I wish my roommate could learn to load the dishwasher correctly.  Such a stupid concern, given how much of the world doesn't have dishes or water, but it's the daily things that wear us down and affect our happiness rating.  I really need to re-read "Stumbling on Happiness" in order to critique it, if I can, and to get some perspective.  The economic crisis gave me some insight or, I should say, a reminder of how freeing loss of control can be (a quote I picked up from Michael J. Fox), and I need to remember that when things aren't good.  "The days are long but the years are short" is my new motto.

James has learned that when I start to lift him by putting my hand under his chest, I will then almost instantly pick up his outside back foot, so that he can partially support himself. Yesterday I noticed that he lifted his foot for me, in anticipation.  I'm really happy about that.  I tested it today, and it seems to be something he's really learned.  I'm going to work on taking him to the vet now.  He was really good in December, and only growled after he got back in his carrier.  I think the short visits helped.  I'll take him the next time I pick up some canned food, later this week.

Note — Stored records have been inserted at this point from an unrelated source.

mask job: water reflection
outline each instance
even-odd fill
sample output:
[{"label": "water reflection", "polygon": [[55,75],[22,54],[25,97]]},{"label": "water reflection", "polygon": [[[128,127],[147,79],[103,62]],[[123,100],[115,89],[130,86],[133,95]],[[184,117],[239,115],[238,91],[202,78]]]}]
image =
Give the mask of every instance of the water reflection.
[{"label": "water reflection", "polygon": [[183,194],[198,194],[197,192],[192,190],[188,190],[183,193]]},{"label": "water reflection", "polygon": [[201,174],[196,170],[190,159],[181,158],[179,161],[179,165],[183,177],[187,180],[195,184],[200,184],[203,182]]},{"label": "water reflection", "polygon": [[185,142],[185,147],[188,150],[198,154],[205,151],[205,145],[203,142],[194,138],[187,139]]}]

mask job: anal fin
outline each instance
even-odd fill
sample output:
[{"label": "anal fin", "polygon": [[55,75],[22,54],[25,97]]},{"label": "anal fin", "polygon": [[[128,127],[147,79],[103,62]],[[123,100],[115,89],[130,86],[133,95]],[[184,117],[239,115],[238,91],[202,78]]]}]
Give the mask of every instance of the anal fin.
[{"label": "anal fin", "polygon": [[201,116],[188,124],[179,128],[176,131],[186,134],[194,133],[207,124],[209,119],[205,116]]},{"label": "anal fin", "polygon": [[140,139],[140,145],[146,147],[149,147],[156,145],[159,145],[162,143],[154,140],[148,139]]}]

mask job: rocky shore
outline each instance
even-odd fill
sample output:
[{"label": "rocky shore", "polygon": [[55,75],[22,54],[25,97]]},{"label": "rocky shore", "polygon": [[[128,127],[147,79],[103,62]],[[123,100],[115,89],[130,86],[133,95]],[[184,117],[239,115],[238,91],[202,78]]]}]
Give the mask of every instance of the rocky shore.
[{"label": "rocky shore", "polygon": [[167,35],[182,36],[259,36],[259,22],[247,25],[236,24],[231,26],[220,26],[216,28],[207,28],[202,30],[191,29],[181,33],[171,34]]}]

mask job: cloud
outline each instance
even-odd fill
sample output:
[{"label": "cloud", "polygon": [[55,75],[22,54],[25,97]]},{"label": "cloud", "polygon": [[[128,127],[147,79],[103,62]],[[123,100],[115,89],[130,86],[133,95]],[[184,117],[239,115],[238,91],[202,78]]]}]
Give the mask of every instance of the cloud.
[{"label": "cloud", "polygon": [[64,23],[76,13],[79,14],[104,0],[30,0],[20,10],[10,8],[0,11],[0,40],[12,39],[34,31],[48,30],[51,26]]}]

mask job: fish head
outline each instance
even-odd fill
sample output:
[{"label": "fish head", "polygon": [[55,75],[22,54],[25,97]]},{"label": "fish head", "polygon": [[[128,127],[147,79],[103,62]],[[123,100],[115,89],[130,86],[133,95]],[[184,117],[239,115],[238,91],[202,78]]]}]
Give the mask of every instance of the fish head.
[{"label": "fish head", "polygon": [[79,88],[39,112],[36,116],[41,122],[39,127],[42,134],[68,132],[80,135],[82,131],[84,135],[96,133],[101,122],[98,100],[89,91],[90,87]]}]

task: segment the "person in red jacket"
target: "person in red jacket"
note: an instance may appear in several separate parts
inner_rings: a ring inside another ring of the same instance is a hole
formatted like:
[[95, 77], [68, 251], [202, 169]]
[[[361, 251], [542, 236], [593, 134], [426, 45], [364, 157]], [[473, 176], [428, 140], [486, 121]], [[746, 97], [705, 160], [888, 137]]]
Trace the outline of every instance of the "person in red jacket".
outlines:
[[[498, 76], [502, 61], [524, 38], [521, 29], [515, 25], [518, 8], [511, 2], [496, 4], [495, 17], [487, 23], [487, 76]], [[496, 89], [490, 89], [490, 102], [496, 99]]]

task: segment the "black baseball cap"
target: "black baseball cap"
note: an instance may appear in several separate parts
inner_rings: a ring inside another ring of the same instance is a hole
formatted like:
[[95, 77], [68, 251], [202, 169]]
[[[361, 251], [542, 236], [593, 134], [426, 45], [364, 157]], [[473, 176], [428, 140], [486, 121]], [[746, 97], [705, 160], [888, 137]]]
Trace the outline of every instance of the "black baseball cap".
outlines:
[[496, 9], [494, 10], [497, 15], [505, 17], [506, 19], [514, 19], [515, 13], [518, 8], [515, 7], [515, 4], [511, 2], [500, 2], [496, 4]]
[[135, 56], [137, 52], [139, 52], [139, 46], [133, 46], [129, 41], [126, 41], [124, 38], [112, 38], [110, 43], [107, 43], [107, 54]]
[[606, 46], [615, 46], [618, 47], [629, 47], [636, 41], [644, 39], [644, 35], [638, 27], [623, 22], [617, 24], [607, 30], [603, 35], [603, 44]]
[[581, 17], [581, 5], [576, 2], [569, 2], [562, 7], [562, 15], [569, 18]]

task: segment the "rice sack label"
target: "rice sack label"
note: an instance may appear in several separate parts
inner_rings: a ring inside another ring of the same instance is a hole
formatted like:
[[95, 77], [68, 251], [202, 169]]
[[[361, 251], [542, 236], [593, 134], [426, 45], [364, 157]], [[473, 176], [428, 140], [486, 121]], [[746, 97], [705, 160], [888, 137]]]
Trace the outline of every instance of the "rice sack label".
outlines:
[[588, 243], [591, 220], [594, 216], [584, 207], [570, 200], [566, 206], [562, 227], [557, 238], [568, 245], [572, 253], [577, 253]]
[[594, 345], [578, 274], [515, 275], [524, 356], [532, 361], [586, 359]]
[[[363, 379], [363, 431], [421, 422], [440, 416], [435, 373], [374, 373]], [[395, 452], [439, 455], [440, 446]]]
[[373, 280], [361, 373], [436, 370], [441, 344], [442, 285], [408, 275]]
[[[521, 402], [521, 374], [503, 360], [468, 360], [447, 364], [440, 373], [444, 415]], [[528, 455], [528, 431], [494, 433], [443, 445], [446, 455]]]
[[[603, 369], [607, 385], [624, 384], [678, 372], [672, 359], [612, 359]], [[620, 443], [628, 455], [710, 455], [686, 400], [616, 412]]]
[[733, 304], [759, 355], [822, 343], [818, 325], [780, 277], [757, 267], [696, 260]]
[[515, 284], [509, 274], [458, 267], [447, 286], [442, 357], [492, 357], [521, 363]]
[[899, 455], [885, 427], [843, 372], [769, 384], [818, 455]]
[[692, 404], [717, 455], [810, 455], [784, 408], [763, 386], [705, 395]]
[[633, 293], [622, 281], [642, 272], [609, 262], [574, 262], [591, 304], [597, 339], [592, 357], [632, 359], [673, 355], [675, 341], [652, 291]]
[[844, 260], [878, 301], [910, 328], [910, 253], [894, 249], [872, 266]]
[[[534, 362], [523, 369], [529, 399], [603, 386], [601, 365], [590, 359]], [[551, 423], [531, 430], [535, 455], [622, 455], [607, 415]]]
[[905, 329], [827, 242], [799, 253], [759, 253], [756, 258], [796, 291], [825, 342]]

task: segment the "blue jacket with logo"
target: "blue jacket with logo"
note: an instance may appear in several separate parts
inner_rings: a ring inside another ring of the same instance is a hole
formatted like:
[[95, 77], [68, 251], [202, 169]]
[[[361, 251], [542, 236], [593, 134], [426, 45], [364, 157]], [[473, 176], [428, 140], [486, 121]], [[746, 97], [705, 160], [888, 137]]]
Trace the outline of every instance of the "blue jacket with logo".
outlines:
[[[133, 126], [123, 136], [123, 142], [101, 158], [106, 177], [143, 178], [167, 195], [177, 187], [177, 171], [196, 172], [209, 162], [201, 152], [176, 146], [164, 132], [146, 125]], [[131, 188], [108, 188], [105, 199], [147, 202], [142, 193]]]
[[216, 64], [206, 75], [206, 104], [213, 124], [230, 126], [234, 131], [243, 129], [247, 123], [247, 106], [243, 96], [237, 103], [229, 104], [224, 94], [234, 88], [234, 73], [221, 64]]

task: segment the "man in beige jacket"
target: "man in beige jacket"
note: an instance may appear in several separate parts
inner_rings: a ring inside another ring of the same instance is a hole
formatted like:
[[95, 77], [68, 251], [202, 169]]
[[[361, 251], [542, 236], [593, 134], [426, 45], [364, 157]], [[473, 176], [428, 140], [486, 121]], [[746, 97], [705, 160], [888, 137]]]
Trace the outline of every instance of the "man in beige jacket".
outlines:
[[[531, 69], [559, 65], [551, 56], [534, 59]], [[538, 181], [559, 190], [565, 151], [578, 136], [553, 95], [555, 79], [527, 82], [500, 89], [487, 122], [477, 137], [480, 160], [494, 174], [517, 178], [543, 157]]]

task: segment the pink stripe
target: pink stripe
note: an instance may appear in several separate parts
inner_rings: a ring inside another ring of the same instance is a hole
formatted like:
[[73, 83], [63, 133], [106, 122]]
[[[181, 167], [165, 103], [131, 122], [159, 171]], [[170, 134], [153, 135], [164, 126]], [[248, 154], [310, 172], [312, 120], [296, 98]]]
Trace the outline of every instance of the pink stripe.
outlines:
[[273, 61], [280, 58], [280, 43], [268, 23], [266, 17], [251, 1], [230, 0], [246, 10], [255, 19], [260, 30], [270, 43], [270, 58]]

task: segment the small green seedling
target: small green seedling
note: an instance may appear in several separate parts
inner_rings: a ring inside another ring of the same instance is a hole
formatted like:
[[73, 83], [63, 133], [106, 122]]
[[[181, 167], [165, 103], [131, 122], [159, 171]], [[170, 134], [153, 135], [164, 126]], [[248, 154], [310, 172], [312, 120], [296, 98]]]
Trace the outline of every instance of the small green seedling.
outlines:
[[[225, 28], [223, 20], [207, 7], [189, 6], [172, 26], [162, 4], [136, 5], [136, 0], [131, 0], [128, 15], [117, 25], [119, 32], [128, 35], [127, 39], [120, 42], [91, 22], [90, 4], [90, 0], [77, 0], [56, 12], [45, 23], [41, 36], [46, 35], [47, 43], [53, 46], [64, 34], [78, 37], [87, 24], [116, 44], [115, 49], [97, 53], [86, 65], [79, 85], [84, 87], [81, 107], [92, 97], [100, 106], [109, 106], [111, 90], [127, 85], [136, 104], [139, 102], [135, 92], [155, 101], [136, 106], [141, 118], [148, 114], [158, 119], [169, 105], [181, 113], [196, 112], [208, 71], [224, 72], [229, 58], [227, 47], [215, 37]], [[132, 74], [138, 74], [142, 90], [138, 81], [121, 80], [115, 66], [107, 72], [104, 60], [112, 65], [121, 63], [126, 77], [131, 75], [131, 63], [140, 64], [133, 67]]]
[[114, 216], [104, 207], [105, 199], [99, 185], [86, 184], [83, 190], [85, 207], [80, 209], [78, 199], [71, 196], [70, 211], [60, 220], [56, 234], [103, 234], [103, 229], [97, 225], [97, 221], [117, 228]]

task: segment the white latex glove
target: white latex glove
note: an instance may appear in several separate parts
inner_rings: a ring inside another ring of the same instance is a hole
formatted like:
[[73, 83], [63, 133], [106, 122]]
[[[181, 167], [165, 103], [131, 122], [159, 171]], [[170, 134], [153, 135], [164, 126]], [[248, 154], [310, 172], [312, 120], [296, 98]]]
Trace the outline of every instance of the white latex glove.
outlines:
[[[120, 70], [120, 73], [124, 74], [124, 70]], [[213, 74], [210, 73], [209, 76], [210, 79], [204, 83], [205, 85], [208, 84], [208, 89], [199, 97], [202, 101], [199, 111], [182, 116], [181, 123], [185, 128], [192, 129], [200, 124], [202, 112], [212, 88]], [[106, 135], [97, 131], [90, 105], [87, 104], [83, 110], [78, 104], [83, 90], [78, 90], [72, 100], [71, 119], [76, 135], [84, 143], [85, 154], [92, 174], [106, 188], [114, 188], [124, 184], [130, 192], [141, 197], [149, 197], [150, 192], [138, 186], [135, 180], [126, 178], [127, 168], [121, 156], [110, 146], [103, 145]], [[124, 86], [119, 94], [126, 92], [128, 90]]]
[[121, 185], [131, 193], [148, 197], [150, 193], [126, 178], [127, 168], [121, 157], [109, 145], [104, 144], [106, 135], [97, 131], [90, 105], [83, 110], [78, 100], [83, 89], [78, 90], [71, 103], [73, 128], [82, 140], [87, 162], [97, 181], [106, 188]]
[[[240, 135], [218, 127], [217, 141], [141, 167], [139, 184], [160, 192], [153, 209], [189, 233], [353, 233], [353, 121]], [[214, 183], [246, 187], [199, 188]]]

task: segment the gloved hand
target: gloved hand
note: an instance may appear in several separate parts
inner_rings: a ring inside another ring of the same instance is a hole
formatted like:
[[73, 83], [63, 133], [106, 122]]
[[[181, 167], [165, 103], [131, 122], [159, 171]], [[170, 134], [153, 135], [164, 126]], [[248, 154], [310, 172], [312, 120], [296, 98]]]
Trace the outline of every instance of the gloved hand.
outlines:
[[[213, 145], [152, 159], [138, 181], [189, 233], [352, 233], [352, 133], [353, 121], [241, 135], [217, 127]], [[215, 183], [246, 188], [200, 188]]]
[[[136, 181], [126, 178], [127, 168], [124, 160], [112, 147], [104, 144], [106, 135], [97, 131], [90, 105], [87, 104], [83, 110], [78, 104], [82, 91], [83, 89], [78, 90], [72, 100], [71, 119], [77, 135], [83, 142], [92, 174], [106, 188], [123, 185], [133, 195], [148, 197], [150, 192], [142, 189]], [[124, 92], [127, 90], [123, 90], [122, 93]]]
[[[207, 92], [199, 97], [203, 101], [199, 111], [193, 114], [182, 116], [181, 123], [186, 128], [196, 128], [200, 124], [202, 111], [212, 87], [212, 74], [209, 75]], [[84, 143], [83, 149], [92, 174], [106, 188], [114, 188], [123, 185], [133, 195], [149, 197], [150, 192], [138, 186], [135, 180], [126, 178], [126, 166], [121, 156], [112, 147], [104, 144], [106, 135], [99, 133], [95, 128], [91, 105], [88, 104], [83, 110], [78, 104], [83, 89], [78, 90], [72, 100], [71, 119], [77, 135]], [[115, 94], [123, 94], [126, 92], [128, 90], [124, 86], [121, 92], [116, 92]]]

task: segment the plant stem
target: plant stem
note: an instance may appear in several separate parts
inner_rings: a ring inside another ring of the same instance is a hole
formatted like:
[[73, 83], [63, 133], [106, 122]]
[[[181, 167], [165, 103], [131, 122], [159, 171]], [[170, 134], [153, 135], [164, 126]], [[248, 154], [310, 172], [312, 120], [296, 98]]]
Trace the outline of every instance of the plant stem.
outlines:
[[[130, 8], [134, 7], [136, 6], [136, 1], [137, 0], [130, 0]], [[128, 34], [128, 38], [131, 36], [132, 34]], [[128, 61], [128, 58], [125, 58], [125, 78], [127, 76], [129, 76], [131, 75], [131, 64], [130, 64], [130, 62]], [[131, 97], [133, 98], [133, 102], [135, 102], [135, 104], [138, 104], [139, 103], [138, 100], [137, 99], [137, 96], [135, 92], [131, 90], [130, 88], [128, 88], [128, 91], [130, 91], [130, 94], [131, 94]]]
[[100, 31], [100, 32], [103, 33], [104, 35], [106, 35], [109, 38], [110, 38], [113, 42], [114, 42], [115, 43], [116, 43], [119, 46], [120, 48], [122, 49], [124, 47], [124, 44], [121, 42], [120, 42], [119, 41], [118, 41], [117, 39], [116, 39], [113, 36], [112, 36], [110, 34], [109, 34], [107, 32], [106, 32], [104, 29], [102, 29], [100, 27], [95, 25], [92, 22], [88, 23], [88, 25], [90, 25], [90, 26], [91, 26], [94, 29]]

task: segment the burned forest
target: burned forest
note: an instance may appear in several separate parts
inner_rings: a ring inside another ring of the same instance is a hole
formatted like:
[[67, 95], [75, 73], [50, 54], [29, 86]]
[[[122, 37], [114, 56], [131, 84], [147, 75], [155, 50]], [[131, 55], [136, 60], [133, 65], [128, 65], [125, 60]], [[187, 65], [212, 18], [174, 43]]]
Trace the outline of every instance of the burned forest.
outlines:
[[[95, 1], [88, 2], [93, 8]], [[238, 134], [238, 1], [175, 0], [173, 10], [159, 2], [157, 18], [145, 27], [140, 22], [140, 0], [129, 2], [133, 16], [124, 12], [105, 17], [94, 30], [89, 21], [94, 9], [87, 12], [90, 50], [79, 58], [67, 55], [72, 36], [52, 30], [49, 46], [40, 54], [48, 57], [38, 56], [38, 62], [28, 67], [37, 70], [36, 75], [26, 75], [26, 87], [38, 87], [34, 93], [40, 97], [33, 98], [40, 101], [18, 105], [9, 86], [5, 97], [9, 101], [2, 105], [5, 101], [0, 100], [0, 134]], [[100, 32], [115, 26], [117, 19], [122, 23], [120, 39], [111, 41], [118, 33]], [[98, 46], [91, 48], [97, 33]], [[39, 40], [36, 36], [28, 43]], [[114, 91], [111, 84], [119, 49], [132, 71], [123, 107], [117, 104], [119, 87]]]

One of my friends said her blog is to document her children.  Mine is to document my life.  My inspiration:  Doogie Howser, Wil Wheaton, and any movie or show with voice-over narration.  I know a lot of people hate it, but I really like it.

I'm having trouble settling down to reading a book, or watching a movie that's serious.  I remember feeling like this years ago, and not knowing what to do.  I had that odd, restless sensation, nothing made me happy.  I watched "Dogma" and felt so much better.  The combination of theology and low humour seemed to do the trick.  I also keep thinking about the Laurie King book I read over Thanksgiving (Folly) that I think I need to read it again.  And the rest of her stuff.  Her bio is inspiring.

I started a new sweater yesterday, for the little guy.  I finished up the blanket, hat and scarf for E's little guy, and will put the buttons and drawstring on the set I promised Nancy years ago.  In doing so, I re-read some of Elizabeth Zimmerman's Almanac of Knitting.  I'd forgotten the gorgeous descriptions of north woods camping she'd included.  I think, if I could, I'd do my life over and focus on knitting, like I'd wanted to 25 years ago.  Researching Ecuadoran women's collectives would have been an excellent project.  I was so stupid.

I should make a list of regrets.  I could see how fear and self-loathing kept me from accomplishing anything.  and still are.  hence the blog.  I've been so afraid to write the dissertation for what it would reveal about my personality and flaws that it's been overwhelming. yet, Wil Wheaton reveals himself.

I have an idealistic and narrow perspective of the world.